# Intro

State-of-the-art machine learning models are prone to adversarial attacks: maliciously crafted inputs to fool the model into making a wrong prediction, often with high confidence. While defense strategies have been extensively explored in the computer vision domain, research in natural language processing still lacks techniques to make models resilient to adversarial text inputs. We propose an adversarial detector leveraging Shapley additive explanations against text attacks. Our approach outperforms the current state of the art by around 15% F1-score on the IMDB 94% and SST2 77% datasets while showing also competitive performance on AG_News and Yelp_Polarity. Furthermore, we prove the detector to only require a low amount of training samples and, in some cases, to generalize to different datasets without needing to retrain.

# Data
Precomputed SHAP signatures for all four datasets are provided on [Dropbox]( https://us02web.zoom.us/j/6276938547?pwd=TjJLM1pGQlZpK3hwakQrRTRCVVRMZz09). Download and place the content of the archive in the `data` folder.

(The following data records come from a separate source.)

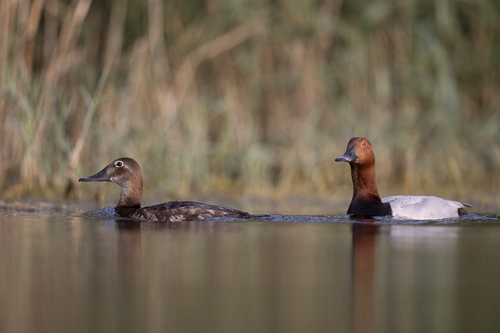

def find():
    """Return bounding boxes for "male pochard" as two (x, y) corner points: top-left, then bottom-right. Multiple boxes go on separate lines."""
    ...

(335, 137), (469, 220)
(79, 157), (251, 222)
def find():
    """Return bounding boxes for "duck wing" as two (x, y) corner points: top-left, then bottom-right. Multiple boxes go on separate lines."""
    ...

(382, 196), (468, 220)
(117, 200), (251, 222)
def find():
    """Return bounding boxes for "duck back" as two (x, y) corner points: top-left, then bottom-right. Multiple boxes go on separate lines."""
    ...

(382, 196), (468, 220)
(116, 200), (251, 222)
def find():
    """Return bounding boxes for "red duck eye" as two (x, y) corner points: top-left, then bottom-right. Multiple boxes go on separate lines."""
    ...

(362, 141), (367, 147)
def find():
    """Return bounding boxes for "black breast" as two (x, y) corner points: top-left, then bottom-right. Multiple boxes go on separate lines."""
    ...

(347, 200), (392, 218)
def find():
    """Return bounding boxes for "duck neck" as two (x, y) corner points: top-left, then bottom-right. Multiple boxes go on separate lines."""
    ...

(117, 180), (143, 208)
(350, 163), (382, 203)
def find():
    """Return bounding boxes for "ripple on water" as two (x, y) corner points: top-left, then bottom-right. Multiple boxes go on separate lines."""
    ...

(78, 210), (500, 225)
(247, 213), (500, 225)
(82, 206), (118, 218)
(3, 198), (495, 225)
(248, 214), (352, 223)
(0, 199), (83, 213)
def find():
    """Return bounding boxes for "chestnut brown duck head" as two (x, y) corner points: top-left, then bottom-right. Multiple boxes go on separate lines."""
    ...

(79, 157), (251, 222)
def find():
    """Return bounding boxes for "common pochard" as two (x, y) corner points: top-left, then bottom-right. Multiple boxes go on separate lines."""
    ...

(335, 137), (470, 220)
(79, 157), (251, 222)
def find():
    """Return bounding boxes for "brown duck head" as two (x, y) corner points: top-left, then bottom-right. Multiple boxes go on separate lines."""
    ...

(79, 157), (143, 208)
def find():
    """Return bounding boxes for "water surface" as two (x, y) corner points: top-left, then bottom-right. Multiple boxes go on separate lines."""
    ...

(0, 201), (499, 333)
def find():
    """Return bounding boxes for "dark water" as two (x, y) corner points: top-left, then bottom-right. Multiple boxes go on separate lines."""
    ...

(0, 201), (499, 333)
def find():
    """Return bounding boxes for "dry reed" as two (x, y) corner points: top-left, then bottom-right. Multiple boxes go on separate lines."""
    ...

# Required Python packages

In this project we used python 3.7. All the necessary dependencies are specified in the `env.yaml` file. To create a new conda environment simply run `conda env create -f env.yaml`.
Alternatively, all packages can also be installed manually:

`jupyter`
`shap=0.39.0`
`tensorflow-gpu=2.4.1`
`matplotlib`
`numpy=1.19.5`
`seaborn`
`datasets=1.4.0`
`textattack=0.2.15`

# Usage

To reproduce the results of the paper, simply run the `SHAP_Detector` notebook. It will automatically download all precomputed SHAP signatures for the IMDB, AG_News, Yelp_Polarity and SST2 dataset. To create new SHAP signatures, use one of the other notebooks.